U.S. v. Mincoff, No. 08-50058 (7-31-09). In this major conspiracy and enhancement appeal, the 9th (Rawlison joined by Canby and N. Smith) affirms the conviction and sentence. The 9th goes through all the issues, finding sufficient evidence to show that the defendant had intended to distribute the drugs beyond himself (the wiretaps did not help). In the course of the affirmance, one learns a lot about "fronting" drugs (getting now, paying latter....think of it as a narcotics hedge fund). The 9th rejects the arguments too relating to multiple conspiracies, and the failure to turn over Brady and Giglio materials. This is very fact based. As for sentencing, the 9th upheld a constitutional challenge for vagueness in regards to the sentence enhancement (a doubling from 10 to 20 years) for a prior under 21 U.S.C. 841(b). The argument was that the prior of possession of ephedrine with intent to manufacture meth was not a "felony drug offense" because the conduct that was involved was vague as ephedrine by itself was not a stimulant. The 9th makes short shrift, concluding that any reasonable person would equate possession with intent to make drugs and drug offense.

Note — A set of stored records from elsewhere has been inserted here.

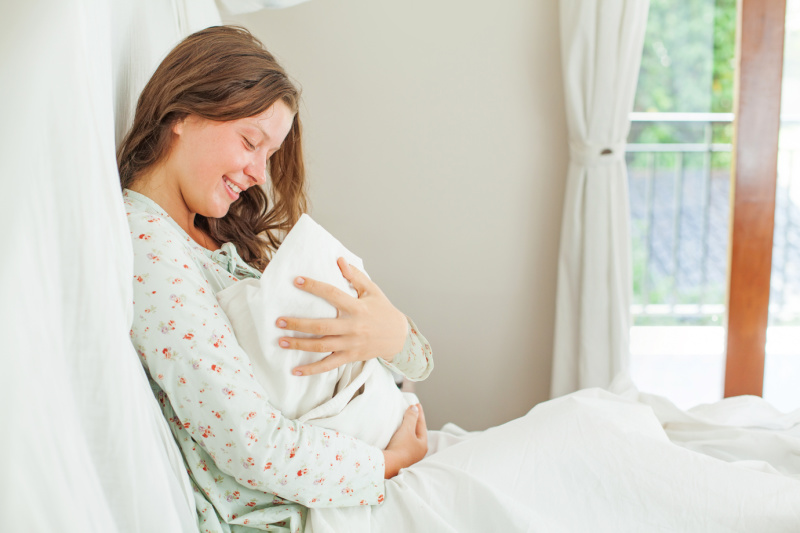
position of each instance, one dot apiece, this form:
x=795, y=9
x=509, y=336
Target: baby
x=360, y=398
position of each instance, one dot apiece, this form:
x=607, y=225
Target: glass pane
x=782, y=366
x=679, y=179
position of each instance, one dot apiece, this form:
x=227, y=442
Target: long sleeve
x=415, y=361
x=188, y=347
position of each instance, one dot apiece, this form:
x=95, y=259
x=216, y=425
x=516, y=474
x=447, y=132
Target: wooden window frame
x=757, y=97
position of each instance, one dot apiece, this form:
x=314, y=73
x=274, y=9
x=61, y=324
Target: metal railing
x=680, y=246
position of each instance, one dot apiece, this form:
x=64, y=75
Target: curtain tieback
x=596, y=154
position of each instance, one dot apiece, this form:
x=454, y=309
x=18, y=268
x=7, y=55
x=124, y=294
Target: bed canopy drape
x=84, y=445
x=601, y=48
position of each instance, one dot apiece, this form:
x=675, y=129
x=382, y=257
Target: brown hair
x=223, y=73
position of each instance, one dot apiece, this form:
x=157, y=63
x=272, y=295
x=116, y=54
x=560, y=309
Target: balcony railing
x=680, y=203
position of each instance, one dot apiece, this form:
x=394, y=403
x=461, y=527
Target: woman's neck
x=154, y=185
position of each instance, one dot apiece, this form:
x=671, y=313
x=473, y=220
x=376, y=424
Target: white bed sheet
x=600, y=461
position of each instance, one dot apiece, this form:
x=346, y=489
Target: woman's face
x=210, y=163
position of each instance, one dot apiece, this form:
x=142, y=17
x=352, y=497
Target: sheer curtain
x=601, y=48
x=83, y=444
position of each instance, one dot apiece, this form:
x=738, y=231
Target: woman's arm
x=366, y=327
x=189, y=350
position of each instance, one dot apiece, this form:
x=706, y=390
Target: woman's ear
x=177, y=126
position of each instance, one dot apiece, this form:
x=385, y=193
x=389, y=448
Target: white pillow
x=253, y=306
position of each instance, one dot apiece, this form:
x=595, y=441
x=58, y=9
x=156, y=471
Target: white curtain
x=83, y=445
x=601, y=47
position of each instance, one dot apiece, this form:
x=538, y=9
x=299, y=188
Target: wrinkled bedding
x=597, y=460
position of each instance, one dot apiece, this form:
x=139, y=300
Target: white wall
x=437, y=150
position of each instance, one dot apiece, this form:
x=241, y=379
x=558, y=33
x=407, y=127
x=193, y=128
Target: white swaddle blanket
x=330, y=399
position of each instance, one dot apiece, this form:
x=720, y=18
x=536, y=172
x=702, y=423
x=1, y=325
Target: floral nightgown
x=251, y=468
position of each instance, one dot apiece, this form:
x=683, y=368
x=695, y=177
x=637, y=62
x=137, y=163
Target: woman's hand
x=366, y=327
x=409, y=443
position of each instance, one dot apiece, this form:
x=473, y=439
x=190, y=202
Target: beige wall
x=436, y=148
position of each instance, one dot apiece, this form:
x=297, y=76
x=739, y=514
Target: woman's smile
x=233, y=189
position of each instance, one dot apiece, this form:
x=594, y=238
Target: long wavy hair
x=223, y=73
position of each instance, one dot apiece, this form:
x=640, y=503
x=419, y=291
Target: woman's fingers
x=318, y=345
x=334, y=360
x=329, y=293
x=421, y=426
x=314, y=326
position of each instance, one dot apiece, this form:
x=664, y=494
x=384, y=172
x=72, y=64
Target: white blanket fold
x=360, y=398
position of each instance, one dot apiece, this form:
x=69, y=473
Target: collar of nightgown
x=227, y=256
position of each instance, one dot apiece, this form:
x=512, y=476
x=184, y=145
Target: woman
x=218, y=116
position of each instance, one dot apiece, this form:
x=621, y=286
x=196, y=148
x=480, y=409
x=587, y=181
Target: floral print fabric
x=251, y=468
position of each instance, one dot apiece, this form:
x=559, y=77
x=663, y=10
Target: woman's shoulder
x=152, y=231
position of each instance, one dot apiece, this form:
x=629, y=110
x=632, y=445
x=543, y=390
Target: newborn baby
x=359, y=399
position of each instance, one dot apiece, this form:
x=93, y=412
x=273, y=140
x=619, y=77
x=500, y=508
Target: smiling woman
x=212, y=114
x=219, y=117
x=211, y=163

U.S. v. Benford, No. 07-50210 (8-3-09). Is counsel needed at a pretrial conference confirming the trial date? Or is it a Sixth Amendment violation? The 9th Graber joined by Rymer and Bea) said there was not a Sixth Amendment violation, but stressed that its holding was limited on the specific circumstances here. The defendant and a co-defendant were charged with armed bank robbery. At a short pretrial conference, defense counsel for defendant did not appear (he was "on his way"). The prosecutor also said that the defense counsel might have spoken to another AUSA about a possible continuance. The court reconfirmed the trial date. The 9th found that this would not be considered a crucial stage -- which would require presence of counsel -- because nothing of substance or significance happened (or did not happened). Defense counsel could have filed a continuance later; no issues were resolved, or raised. As the 9th wrote: "We limit our holding to what happened (and what did not happen) in this case; we do not hold that a status conference never can be a critical stage, but only that this one was not." The 9th also said that the claim was whether absence was per se ineffective. In the ruling here, an IAC claim on post-conviction was not precluded. The 9th considered whether, under a 924(c) charge, the mandatory minimum should be 5 or, if the weapon was brandished, whether it should be 7 years. The Supremes in Harris v. U.S., 536 US 545 (2002) held that such a determination is judge-determined and is not an element of the crime. There was sufficient factual basis as the court had found that the defendant turned and pointed the gun at the teller, which had to be a "harrowing" experience. This encompasses "brandishing."